What's a Megapixel?


A while back, I sent out a survey for people to contribute their top three burning questions about digital photography. Many people asked questions related to “megapixels,” so here goes.

Most of you know what a mosaic looks like: a picture created with lots of small tiles of different colors. If you stand very close to a mosaic, all you see are the individual tiles. But if you back away, your vision causes the tiles to blend together and you can see the image.

A floor mosaic

Your digital camera contains a sensor (computer chip) with a grid of photo cells which collect the light coming in through the camera’s lens. The computer inside your camera processes this light and turns it into a grid of tiny colored squares called pixels (short for “picture elements”). So a digital image is really a grid made up of lots of little squares of color. If you greatly enlarge a digital photo on your computer screen, you can see the pixels themselves (like the tiles in a mosaic). But usually you just see the picture.

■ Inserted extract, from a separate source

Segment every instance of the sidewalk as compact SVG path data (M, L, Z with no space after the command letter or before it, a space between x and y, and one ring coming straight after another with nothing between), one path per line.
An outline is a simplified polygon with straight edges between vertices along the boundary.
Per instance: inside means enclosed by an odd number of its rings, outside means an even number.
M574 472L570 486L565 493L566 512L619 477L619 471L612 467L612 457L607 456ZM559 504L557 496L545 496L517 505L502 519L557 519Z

Individual pixels visible at high magnification in sunflower image

Every digital camera has a maximum number of pixels it can create, based on the grid of photo cells on the sensor. For example, a camera sensor might contain 3000 pixels across and 2000 pixels up and down. We can describe the size of the digital picture this sensor makes by saying the image is 3000 pixels x 2000 pixels. (Here “pixel” is a unit of measure like an inch or a foot.)

If we actually multiply the two numbers, we end up with the total number of pixels in the image (like the total area of a rectangle): 3000 pixels X 2000 pixels = 6,000,000 pixels. Six million pixels is the maximum number of pixels the camera can create. Another way to say the same thing is 6 megapixels. “Mega” means “million”.

(not to scale)
3000 pixels x 2000 pixels = 6,000,000 pixels
6,000,000 pixels = 6 megapixels


You can find out the maximum number of megapixels your camera creates in one of two ways. If you have a compact (point & shoot) digital camera, sometimes the number of megapixels is printed right on the camera body. The other way is to look in your camera's manual in the section usually called "Specifications". (Check the table of contents or index for the exact page.) In the Specifications section you are looking for an entry called "effective pixels". This number tells you the maximum number of megapixels the camera can create.

Compact camera displaying 7.1 megapixels

Now you can impress all your friends at your next cocktail party with what a megapixel is!